YODA: (zu Therapeut schielend) …. und auch Referenten, die am Salon zu lange Monologe führen ….

THERAPEUT: …. (nickt und lacht, kurze Pause) Solche Figuren müssen wir überwinden, erst danach können die eigene Libido frei gelebt und die Autonomie entfaltet werden.

GASTGEBER: Aber bitte erkläre uns noch, was es braucht, bis es zu einem Mord kommt.

THERAPEUT: Wurde man von diesem Vater oder dieser Vaterfigur jeweils beschämt oder gekränkt, dann entstehen Aggressionen. Diese Aggressionen verhindern eine normale Ablösung.
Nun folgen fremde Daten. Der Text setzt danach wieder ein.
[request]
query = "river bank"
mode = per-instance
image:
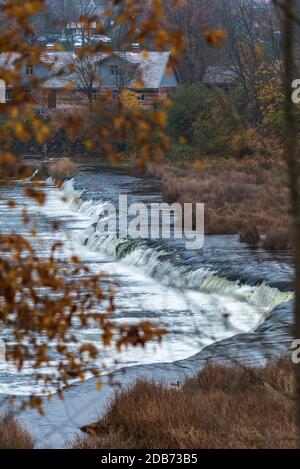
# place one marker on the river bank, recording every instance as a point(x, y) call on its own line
point(83, 404)
point(228, 300)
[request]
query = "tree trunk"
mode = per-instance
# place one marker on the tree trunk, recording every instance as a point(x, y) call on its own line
point(290, 41)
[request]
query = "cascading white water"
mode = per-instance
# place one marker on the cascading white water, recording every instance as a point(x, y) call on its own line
point(188, 298)
point(152, 262)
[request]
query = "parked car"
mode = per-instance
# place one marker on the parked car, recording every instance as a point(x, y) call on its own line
point(101, 38)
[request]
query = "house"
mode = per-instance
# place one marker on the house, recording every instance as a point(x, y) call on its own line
point(64, 80)
point(220, 76)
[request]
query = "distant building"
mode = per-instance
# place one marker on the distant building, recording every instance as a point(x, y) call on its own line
point(221, 76)
point(62, 83)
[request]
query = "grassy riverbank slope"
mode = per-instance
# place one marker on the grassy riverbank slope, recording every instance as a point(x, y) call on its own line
point(241, 197)
point(222, 407)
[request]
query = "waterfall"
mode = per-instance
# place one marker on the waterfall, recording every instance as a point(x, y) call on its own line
point(154, 260)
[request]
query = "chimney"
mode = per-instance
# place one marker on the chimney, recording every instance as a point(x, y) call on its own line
point(135, 47)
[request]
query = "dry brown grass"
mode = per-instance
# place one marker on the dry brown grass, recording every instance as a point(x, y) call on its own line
point(62, 168)
point(236, 195)
point(13, 435)
point(223, 407)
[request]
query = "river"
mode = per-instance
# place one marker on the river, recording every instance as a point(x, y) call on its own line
point(225, 290)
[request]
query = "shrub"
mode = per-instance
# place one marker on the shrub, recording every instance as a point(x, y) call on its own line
point(222, 407)
point(13, 435)
point(62, 168)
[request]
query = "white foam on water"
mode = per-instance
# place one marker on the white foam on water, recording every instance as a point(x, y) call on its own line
point(196, 306)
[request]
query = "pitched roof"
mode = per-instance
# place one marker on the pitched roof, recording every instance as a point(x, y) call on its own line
point(151, 66)
point(219, 76)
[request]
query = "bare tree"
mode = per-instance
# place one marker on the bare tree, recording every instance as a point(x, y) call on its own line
point(291, 18)
point(191, 17)
point(85, 75)
point(122, 71)
point(64, 13)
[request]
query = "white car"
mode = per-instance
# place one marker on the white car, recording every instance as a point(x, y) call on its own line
point(101, 38)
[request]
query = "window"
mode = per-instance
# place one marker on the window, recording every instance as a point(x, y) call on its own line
point(8, 95)
point(51, 99)
point(115, 94)
point(27, 95)
point(29, 70)
point(114, 70)
point(95, 95)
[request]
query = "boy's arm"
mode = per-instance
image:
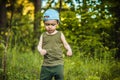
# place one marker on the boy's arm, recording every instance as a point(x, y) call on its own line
point(66, 45)
point(42, 51)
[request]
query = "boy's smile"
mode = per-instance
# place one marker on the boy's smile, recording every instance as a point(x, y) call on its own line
point(50, 25)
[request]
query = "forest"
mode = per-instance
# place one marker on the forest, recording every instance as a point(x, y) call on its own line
point(91, 27)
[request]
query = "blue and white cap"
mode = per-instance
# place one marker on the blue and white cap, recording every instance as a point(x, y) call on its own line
point(51, 14)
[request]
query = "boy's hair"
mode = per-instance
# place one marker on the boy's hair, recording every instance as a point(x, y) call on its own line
point(51, 14)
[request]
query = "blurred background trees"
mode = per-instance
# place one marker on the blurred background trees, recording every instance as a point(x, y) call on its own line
point(91, 26)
Geschieht die Kränkung immer wieder, dann ist die Gefahr gross, dass sich die Aggressionen in ein Bedürfnis nach Rache umwandeln.

YODA: (nickt) Stetig Gekränkte zu Rächer werden, die zerstören müssen.

THERAPEUT: (nachdenklich und mit Pausen) …. Ja, ja! …. manchmal den Vater …. oder stellvertretend eine Vaterfigur …. oder sich selber …. ein Vatermord „by Proxy“.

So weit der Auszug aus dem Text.